Russia to kick off 2010 census amid demographic decline
Census takers armed with whistles and flashlights will knock on doors around Russia from Thursday in the first census since 2002 as the state is trying to reverse the country's population decline.
From October 14 to October 25, about 650,000 census takers will canvas Russia asking people over a dozen questions about their household, birthplace, nationality and other personal details.
Russia's population is estimated at about 142 million people, down from about 148 million during the collapse of Communism in 1991 due to high death and abortion rates, and economic turmoil.
The government is spending some 17 billion dollars on the process, which it briefly considered moving to 2013 last year due to the economic difficulties. Results will be available at the end of next year, the state statistics agency said.
The state faces an uphill battle as Russians are often not inclined to give out personal information believing it will be used by swindlers.
The government has tried to promote the census on national television and popular daily newspapers to convince Russians to cooperate.
Eager to popularize the census among younger people that don't watch television, the government has commissioned a "census anthem" set to fast-paced rock tunes that was played at youth "census" festivals over the summer.
"Called by your heart and soul / record yourself in history / in this piece of paper: / Everyone is important for Russia," are just some of the motivational lyrics, posted on the Census 2010 website.
Internet users could rock to the same tunes while playing the special "Help the census worker" online game, where the worker has to be guided around town streets and poll a drunk and an overzealous housewife armed with a rolling pin, while escaping baseball bat-yielding hooligans.
To set pollsters apart from fraudulent impersonators, the government is equipping them with blue caps and scarves and a blue briefcase.

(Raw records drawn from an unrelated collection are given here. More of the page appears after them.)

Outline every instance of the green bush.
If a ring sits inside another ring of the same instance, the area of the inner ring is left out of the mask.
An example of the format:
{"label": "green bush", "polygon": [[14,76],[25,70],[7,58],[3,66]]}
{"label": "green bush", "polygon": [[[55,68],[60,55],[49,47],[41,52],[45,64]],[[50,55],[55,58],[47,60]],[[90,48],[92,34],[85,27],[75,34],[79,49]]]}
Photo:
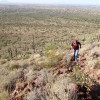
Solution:
{"label": "green bush", "polygon": [[19,64],[12,64],[12,65],[10,66],[10,69],[11,69],[11,70],[13,70],[13,69],[18,69],[19,67],[20,67]]}
{"label": "green bush", "polygon": [[54,42],[49,42],[45,45],[44,50],[49,51],[49,50],[54,50],[56,48],[57,46]]}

They will also be given flashlights for dark stair wells and whistles to ward off hooligans. The census is the only way to gather information from migrants with questionable legal status, experts say. That will not be an easy task however as illegal migrants are frequently afraid to give out information, said demography expert Anatoly Vishnevsky.

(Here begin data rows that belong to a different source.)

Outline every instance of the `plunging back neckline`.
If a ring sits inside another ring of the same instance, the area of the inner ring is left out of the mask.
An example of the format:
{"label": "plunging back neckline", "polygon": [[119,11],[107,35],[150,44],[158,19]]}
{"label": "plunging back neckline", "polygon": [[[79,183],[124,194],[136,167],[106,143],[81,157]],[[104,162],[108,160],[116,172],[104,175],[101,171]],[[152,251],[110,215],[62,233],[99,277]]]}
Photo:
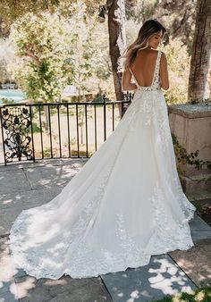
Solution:
{"label": "plunging back neckline", "polygon": [[158,76],[158,71],[157,71],[157,68],[159,66],[159,61],[160,61],[160,55],[161,55],[161,51],[158,50],[157,51],[157,55],[156,55],[156,63],[155,63],[155,67],[154,67],[154,72],[153,72],[153,78],[152,78],[152,83],[150,86],[142,86],[142,85],[139,85],[136,80],[136,77],[134,76],[134,73],[132,72],[131,69],[130,68],[130,71],[131,72],[131,75],[133,76],[134,78],[134,80],[135,80],[135,83],[137,85],[138,88],[153,88],[155,86],[155,83],[156,82],[156,77]]}

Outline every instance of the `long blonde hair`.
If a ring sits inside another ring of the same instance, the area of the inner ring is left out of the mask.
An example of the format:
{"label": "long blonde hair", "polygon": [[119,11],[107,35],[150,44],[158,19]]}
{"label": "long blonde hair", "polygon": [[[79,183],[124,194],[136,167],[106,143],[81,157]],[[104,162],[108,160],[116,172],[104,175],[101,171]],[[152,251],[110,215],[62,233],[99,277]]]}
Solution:
{"label": "long blonde hair", "polygon": [[144,22],[136,40],[124,50],[122,55],[119,58],[119,71],[129,69],[134,62],[138,51],[147,48],[148,38],[161,30],[163,35],[166,31],[165,27],[156,20],[148,20]]}

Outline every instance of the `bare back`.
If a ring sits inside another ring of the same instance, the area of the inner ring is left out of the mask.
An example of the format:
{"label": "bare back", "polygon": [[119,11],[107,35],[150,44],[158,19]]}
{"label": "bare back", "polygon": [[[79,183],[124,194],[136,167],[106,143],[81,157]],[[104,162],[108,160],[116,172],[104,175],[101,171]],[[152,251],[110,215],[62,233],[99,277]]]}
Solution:
{"label": "bare back", "polygon": [[139,86],[152,85],[157,55],[158,51],[153,49],[142,49],[138,52],[131,70]]}

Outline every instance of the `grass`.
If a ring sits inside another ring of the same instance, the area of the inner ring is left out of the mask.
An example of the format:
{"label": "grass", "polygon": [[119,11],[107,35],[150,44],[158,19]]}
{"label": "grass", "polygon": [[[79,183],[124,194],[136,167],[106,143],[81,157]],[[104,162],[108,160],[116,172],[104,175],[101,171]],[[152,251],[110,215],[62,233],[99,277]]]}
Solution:
{"label": "grass", "polygon": [[211,288],[202,288],[192,293],[181,292],[174,296],[166,296],[161,300],[152,302],[211,302]]}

"Migration is still an issue, many are not accounted for, but they are also most likely to decline to give census data," Vishnevsky, who heads the demographics department at Moscow Higher School of Economics, told AFP.
The 2002 census results were dramatically different from demographic estimates in some regions, especially in labor magnet Moscow, where population was previously underestimated by 2 million.

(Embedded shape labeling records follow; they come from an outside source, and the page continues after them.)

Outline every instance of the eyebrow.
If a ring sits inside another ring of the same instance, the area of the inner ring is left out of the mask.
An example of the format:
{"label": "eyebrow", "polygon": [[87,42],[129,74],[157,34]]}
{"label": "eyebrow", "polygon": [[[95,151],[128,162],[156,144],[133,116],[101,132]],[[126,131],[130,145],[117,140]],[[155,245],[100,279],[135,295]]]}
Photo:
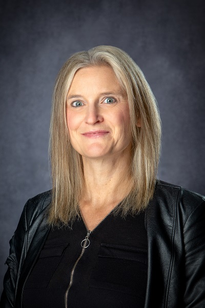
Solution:
{"label": "eyebrow", "polygon": [[[125,95],[125,93],[124,92],[122,92],[122,91],[120,91],[120,92],[118,92],[117,93],[116,92],[103,92],[102,93],[100,93],[100,96],[108,96],[108,95],[120,95],[121,97],[123,97]],[[82,96],[81,94],[75,94],[74,95],[70,95],[68,97],[67,97],[67,100],[70,100],[71,99],[77,99],[78,98],[83,98],[83,96]]]}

Other large cities with population hovering about a million would be inclined to tweak their data upwards to retain their millionaire status which gives access to better funding and salaries, Vishnevsky cautioned.
"I am afraid the statistical offices will engage in some number crunching in order to deliver the needed figures," he said.
Partly due to people's unwillingess to release personal details, the government stopped asking for people's first and last names in 2002, which experts call a mistake. "The census should be confidential, not anonymous" to have reliable results, Vishnevsky said.
Opposition coalition The Other Russia said it would boycott the census until free elections were held, the group's member Alexander Averin said on Tuesday.
In another initiative, Internet users in Siberian regions have campaigned to get people to mark their nationality as 'Siberian'. "Tell the census taker - I am Siberian," say the banners displayed on some Russian blogs.
The Russian government boasted last summer of the first year-on-year population increase from 1995 and is hoping to increase the population to 145 million by 2025.